The best guess is still July 20th. This is the day when Greece is due to repay the ECB €3.5 billion. It will miss that payment barring some kind of miracle. On that day, it becomes politically impossible for the ECB to continue making emergency short-term loans to Greek banks. If the ECB won’t take the Greek government bonds as collateral, their value will collapse, and the banks will become insolvent (for supervisory purposes, their current troubles are deemed to be ‘temporary’ liquidity difficulties).
No sensible investor would put new money into a bank in that situation, so you would have to use administrative measures to reduce the banks’ liabilities to a level where they are properly covered by assets. The only realistic ways to do that are to convert deposits into equity, or to “haircut” them. That can either be done by simply writing them down or by redenominating them in a new currency.
2. Is there no hope that the creditors will back off on the demand for austerity?
Actually, yes, there is. The creditors’ red line is to write off part of the money Greece owes them. But they can achieve the same effect by rescheduling the debt so that it’s paid off over a much longer time (say 50 years) and with a long grace period.
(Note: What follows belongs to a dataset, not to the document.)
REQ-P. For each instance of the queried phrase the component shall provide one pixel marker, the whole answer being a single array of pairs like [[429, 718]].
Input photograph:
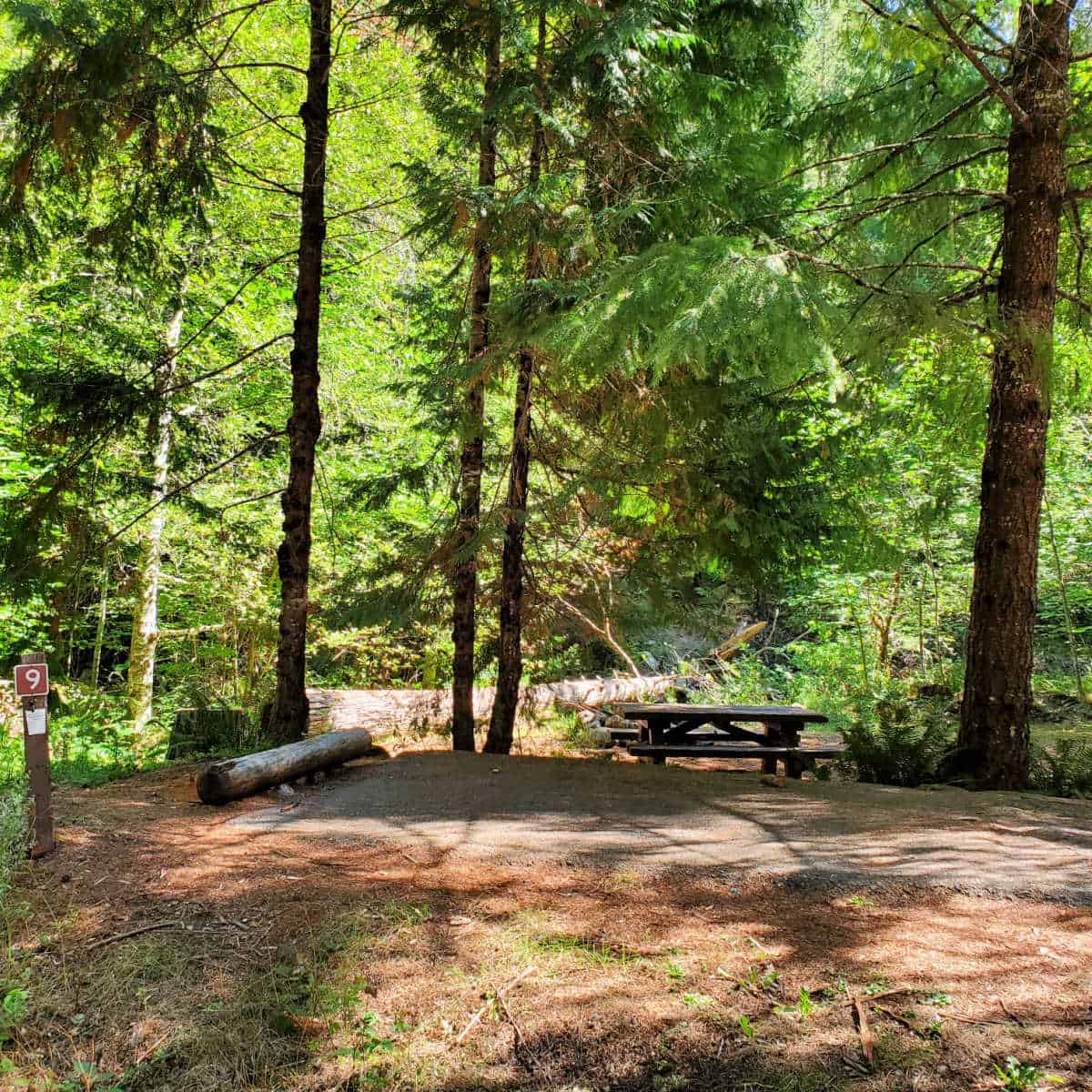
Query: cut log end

That way, Athens wouldn’t have to run as tight a budget as is currently being demanded, giving the economy more room to grow. If the economy is growing and the debt level isn’t, then pretty much everybody would be satisfied with that.
But there are a lot of problems even with that. For one thing, Greece is already paying less, proportionately, on debt servicing than countries such as Italy and Belgium (whose coat-tails they would be riding on). For another, it would encourage radicals in other countries, bolstering the kind of tax-and-spend leftism that is anathema to Berlin and the European Commission. And most importantly, growth depends on more than writing debt off. The IMF, which suggested the above idea on debt re-profiling last week, despairs of the Greek government ever reforming enough to generate growth.
3. Will Germany relent?
German press coverage has started to swing against Chancellor Angela Merkel as the risk of breaking up the Eurozone rises (see above), but it’s happening too late to change a groundswell of public opinion bitterly opposed to lending Greece any more money. Merkel herself said that there are “only a few days left” to avoid the worst as she arrived for today’s summit. In that timeframe, she has more to lose politically by caving in to Greece than by refusing them. The most likely outcome is that she will try to spin a “Grexit” as a measure to strengthen the euro’s credibility. The Eurozone’s political elite would dearly like to believe that, but the evil Anglo-Saxon speculators who dominate global finance will take more convincing.
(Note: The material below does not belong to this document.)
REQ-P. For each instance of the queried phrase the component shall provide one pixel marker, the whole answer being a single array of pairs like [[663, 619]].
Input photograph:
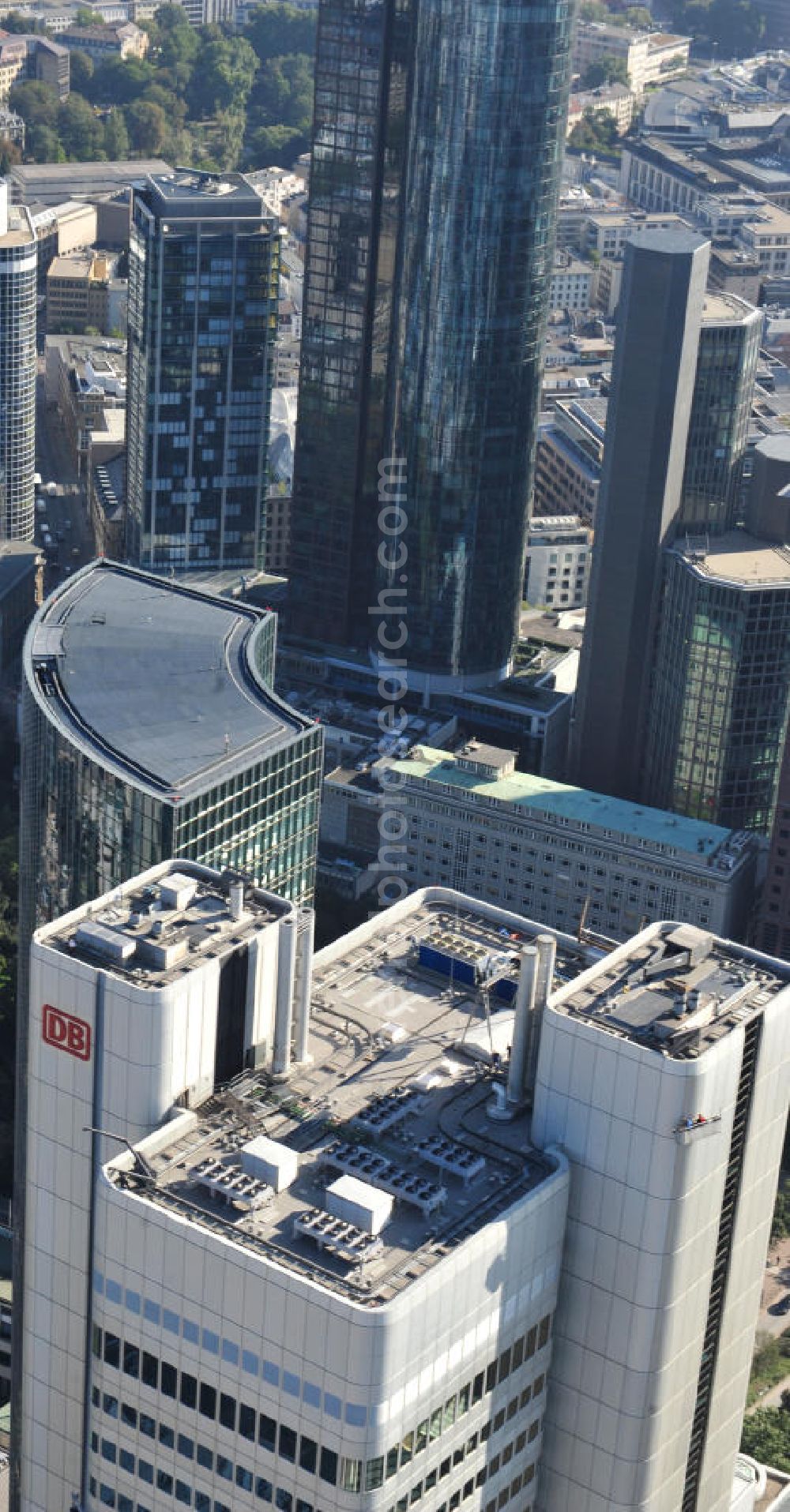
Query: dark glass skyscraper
[[203, 286], [653, 388], [720, 411], [436, 156]]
4. Can anyone else stop Greece being forced out?
It’s clear that governments from China to the U.S. are concerned by what could happen if Greece goes (President Barack Obama has called Merkel and France’s President Hollande in recent days to voice those concerns). There will be major market volatility (and China’s are quite volatile enough already), huge question marks over the future direction of the E.U., another slowdown in its economy (the world’s largest), and a failed state right on the front line of a migrant crisis that is a major humanitarian disaster.
Despite all this, no-one (not even Vladimir Putin or Nobel Prize-winning liberal economists) seems to care enough about the Greek state, in its current dysfunctional form, to save it with their own money.
5. Would Greece be better off without the euro?
Who better to ask than the Greeks themselves? A Bloomberg poll last week showed 81% of people wanting to keep the euro, and only 12% wanting a return to the drachma. That’s because a euro is a hard currency, with real spending power. Nobody knows what the value of a currency printed at will by Greek governments would be worth, but Greeks remember the last one well enough to have very serious doubts about it. For more on what a drachma would be worth – read this by Fortune’s Stephen Gandel.
6. So why did Greeks vote ‘no’ at the referendum?
Because the government’s message–that this was about austerity–drowned out the warnings from the rest of Europe that it was actually about keeping the euro. That suggests that Greeks are still suffering from acute cognitive dissonance, believing that they can keep the euro without the conditions that everyone else in the Eurozone says are necessary.
7. Will Greece cave at the last minute?
Maybe. The government has to pay pensions and public-sector wages again at the end of every month, and it will not be able to gather together the euros to do that after July 20th. So at some stage it has to admit who has ultimate control over the supply of euros. At that point, it could accept the creditors’ demands. But so many of Tsipras’ party would rebel that the country will need new elections and a new parliament to have any hope of implementing a new deal. On the bright side, once Tsipras and Syriza are out of power, the European might be more inclined to grant debt relief. Politics is a personal business, after all.